Introduction to Basic Keywords

Introduction

ISA (Instruction Set Archhitecture)
- ISA defines the interface between a computer's hardware and its software, specifically how the processor and its components interact with the software instructions that drive the execution of tasks.
- It encompasses a set of instructions, addressing modes, data types, registers, memory organization, and the mechanisms for executing and managing instructions.
RISC-V (Reduced Instruction Set Computing - Five).
- It is an open-source Instruction Set Architecture (ISA) that has gained significant attention and adoption in the world of computer architecture and semiconductor design.
- RISC architectures simplify the instruction set by focusing on a smaller set of instructions, each of which can be executed in a single clock cycle. This approach usually leads to faster execution of individual instructions.

From Apps to Hardware

Apps: Application software, often referred to simply as "applications" or "apps," is a type of computer software that is designed to perform specific tasks or functions for end-users.
System software: System software refers to a category of computer software that acts as an intermediary between the hardware components of a computer system and the user-facing application software. It provides essential services, manages hardware resources, and enables the execution of application programs. System software plays a critical role in maintaining the overall functionality, security, and performance of a computer system.'
Operating System: The operating system is a fundamental piece of software that manages hardware resources and provides various services for both users and application programs. It controls tasks such as memory management, process scheduling, file system management, and user interface interaction. Examples of operating systems include Microsoft Windows, macOS, Linux, and Android.
Compiler: A compiler is a type of software tool that translates high-level programming code written by developers into assembly-level language.
Assembler: An assembler is a software tool that translates assembly language code into machine code or binary code that can be directly executed by a computer's processor.
RTL: RTL serves as an abstraction level in the design process that represents the behavior of a digital circuit in terms of registers and the operations that transfer data between them.
Hardware: Hardware refers to the physical components of a computer system or any electronic device. It encompasses all the tangible parts that make up a computing or electronic device and enable it to perform various tasks.

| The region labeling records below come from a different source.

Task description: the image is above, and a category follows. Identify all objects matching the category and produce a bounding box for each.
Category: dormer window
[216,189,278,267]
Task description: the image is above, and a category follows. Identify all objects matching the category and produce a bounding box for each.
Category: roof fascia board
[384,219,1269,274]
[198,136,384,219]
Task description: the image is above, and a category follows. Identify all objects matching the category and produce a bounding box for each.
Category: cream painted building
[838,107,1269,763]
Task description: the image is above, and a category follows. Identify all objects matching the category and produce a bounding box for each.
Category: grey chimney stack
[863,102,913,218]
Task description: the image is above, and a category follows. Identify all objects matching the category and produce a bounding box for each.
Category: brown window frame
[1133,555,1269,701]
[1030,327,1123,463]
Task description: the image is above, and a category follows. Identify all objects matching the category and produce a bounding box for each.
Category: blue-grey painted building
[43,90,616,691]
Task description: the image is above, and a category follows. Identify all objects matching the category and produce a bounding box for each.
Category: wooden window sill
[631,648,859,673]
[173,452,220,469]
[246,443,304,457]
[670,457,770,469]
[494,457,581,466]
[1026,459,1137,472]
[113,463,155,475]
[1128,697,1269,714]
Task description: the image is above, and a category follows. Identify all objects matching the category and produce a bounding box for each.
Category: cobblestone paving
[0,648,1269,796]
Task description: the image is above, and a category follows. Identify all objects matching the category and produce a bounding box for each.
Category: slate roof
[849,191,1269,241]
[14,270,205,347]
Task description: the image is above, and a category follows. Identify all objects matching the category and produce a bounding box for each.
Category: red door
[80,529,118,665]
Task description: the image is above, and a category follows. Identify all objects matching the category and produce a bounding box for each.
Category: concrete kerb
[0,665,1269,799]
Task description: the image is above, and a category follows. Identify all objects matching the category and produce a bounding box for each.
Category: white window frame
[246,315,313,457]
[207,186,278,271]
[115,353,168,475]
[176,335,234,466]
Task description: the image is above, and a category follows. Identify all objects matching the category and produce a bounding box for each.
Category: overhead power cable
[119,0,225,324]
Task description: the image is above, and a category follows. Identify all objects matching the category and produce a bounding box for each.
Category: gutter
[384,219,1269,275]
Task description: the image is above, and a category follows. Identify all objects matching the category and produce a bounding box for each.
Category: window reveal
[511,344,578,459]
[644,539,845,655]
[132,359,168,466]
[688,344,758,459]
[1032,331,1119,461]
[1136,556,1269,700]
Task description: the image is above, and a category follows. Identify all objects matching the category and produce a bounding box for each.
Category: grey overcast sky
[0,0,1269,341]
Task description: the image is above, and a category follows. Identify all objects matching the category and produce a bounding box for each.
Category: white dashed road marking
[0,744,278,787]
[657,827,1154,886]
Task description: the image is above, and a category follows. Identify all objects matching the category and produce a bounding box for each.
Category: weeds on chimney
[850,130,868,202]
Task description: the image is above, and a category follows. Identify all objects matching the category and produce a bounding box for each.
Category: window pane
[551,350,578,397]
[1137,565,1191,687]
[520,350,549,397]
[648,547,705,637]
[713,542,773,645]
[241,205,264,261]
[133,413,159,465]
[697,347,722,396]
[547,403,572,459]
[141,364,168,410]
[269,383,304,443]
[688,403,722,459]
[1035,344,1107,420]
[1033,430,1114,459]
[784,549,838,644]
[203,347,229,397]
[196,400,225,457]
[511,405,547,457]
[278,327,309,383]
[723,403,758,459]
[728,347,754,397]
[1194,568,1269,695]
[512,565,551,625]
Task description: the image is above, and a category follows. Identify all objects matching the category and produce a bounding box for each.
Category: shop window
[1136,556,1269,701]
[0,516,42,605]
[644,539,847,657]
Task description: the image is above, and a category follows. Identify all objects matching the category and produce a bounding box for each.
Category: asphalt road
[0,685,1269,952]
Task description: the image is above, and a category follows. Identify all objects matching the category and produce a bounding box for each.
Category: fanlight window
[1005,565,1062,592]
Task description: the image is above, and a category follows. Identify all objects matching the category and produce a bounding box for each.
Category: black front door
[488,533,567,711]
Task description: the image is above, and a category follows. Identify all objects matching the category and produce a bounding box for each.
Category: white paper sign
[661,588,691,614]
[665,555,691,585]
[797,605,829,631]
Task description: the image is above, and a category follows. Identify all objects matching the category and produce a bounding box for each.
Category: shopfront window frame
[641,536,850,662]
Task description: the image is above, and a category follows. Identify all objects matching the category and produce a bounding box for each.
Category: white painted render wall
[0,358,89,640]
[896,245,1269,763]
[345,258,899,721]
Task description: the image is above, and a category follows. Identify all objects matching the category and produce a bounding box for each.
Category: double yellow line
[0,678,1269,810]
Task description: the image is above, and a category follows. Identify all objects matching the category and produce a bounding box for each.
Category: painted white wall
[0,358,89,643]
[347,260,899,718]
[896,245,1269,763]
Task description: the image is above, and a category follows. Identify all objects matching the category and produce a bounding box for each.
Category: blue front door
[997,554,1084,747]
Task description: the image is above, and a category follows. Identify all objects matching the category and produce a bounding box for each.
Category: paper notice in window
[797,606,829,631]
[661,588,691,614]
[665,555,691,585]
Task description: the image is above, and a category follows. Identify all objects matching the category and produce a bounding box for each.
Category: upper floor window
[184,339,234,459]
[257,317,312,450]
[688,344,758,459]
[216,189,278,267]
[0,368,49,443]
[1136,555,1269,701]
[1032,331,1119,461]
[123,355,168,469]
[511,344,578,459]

Detail Description of Course Content

Pseudo Instructions: Pseudo-instructions are used to simplify programming, improve code readability, and reduce the number of explicit instructions a programmer needs to write. They are especially useful for common programming patterns that involve multiple instructions. Ex: li, mv.

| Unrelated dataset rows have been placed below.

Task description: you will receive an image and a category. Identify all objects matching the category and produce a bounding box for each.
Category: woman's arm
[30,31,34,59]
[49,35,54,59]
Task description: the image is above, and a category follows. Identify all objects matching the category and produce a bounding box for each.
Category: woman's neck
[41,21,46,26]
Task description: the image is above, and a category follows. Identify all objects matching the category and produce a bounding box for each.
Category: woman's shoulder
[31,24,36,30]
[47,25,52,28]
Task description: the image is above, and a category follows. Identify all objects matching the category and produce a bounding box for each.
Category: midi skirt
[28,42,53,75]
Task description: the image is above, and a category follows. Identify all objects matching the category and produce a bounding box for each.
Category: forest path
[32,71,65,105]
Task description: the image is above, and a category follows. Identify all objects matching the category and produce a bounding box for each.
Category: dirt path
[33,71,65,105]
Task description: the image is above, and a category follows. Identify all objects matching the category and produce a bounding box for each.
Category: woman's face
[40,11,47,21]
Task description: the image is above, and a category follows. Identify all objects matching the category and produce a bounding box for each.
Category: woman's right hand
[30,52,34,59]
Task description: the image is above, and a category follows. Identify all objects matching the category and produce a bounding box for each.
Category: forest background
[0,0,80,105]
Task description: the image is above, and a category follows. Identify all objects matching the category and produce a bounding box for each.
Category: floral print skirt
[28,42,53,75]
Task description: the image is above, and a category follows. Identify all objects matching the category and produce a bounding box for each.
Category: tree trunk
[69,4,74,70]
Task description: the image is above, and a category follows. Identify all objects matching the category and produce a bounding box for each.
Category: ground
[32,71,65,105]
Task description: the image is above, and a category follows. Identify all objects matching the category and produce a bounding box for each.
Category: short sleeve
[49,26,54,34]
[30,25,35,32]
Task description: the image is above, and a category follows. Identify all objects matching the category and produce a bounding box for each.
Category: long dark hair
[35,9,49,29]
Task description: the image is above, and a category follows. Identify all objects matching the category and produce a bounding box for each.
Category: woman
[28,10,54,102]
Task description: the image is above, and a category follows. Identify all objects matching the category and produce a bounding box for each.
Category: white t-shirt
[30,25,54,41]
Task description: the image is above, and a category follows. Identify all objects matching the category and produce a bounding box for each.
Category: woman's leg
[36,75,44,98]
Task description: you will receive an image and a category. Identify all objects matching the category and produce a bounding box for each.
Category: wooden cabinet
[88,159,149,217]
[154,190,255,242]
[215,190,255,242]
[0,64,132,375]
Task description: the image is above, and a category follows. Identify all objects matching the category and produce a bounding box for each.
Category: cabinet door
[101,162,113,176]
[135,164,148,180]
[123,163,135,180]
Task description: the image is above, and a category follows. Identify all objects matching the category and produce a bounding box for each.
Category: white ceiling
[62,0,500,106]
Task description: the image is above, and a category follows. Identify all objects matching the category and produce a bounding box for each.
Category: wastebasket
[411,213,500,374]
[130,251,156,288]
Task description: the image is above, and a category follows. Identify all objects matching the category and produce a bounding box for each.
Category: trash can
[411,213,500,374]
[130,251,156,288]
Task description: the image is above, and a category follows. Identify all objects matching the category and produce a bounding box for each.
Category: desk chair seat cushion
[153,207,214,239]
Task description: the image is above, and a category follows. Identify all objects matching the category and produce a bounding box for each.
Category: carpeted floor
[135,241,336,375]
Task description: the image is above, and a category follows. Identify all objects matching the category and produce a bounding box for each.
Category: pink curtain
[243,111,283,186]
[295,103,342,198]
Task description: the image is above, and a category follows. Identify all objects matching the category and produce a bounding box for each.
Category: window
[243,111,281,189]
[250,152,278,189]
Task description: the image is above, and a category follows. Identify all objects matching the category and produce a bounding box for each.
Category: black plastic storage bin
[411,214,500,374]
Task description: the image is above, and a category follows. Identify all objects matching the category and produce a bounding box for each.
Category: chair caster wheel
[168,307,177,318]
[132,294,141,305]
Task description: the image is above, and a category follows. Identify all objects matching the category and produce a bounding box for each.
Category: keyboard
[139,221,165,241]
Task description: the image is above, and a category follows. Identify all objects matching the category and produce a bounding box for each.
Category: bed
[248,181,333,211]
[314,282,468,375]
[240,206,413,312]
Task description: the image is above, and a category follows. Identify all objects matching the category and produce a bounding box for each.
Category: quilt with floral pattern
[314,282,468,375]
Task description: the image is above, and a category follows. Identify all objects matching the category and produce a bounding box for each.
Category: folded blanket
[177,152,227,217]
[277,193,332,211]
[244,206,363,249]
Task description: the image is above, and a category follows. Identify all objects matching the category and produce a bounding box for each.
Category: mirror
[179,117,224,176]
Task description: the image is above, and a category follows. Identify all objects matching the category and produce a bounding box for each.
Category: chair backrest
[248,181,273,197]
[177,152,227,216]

Base Integer Instructions: The term "base integer instructions" refers to the fundamental set of instructions that form the foundation for performing basic arithmetic, logical, and data movement operations. Ex: add, sub, and, or, xor, sll.

Multiply Extension Intructions: The RISC-V architecture includes a set of multiply and multiply-accumulate (MAC) extension instructions that enhance the instruction set to perform efficient multiplication and multiplication-accumulate operations. Ex: mul, mulh, mulhu, mulhsu.

Single and Double Precision Floating Point Extension: The RISC-V architecture includes floating-point extensions that provide support for both single-precision (32-bit) and double-precision (64-bit) floating-point arithmetic operations. These extensions are often referred to as the "F" and "D" extensions, respectively. Floating-point arithmetic is essential for handling real numbers with fractional parts and for performing accurate calculations involving decimal values.

Application Binary Interface: ABI stands for "Application Binary Interface." It is a set of rules and conventions that govern how software components interact with each other at the binary level. The ABI defines various aspects of program execution, including how function calls are made, how parameters are passed and returned, how memory is allocated and managed, and more.

Memory Allocation and Stack Pointer

Memory allocation refers to the process of assigning and managing memory segments for various data structures, variables, and objects used by a program. It involves allocating memory space from the system's memory pool and releasing it when it is no longer needed to prevent memory leaks.
The stack pointer is a register used by a program to keep track of the current position of the program's execution on the call stack.

Labwork for RISCV Toolchain

C Program

We wrote a C program for calculating the sum from 1 to n using a text editor, leafpad.

leafpad sumton.c

#include<stdio.h>

int main(){
	int i, sum=0, n=111;
	for (i=1;i<=n; ++i) {
	sum +=i;
	}
	printf("Sum of numbers from 1 to %d is %d \n",n,sum);
	return 0;
}

Using the gcc compiler, we compiled the program to get the output.

gcc sumton.c .\a.out

RISCV GCC Compiler and Dissemble

Using the riscv gcc compiler, we compiled the C program.

riscv64-unknown-elf-gcc -O1 -mabi=lp64 -march=rv64i -o sum1ton.o sum1ton.c

Using ls -ltr sum1ton.c, we can check that the object file is created.
To get the dissembled ALP code for the C program,

riscv64-unknown-elf-objdump -d sum1ton.o | less .

In order to view the main section, type /main.
Here, since we used -O1 optimisation, the number of instructions are 15.

When we use -Ofast optimisation, we can see that the number of instructions have been reduced to 12.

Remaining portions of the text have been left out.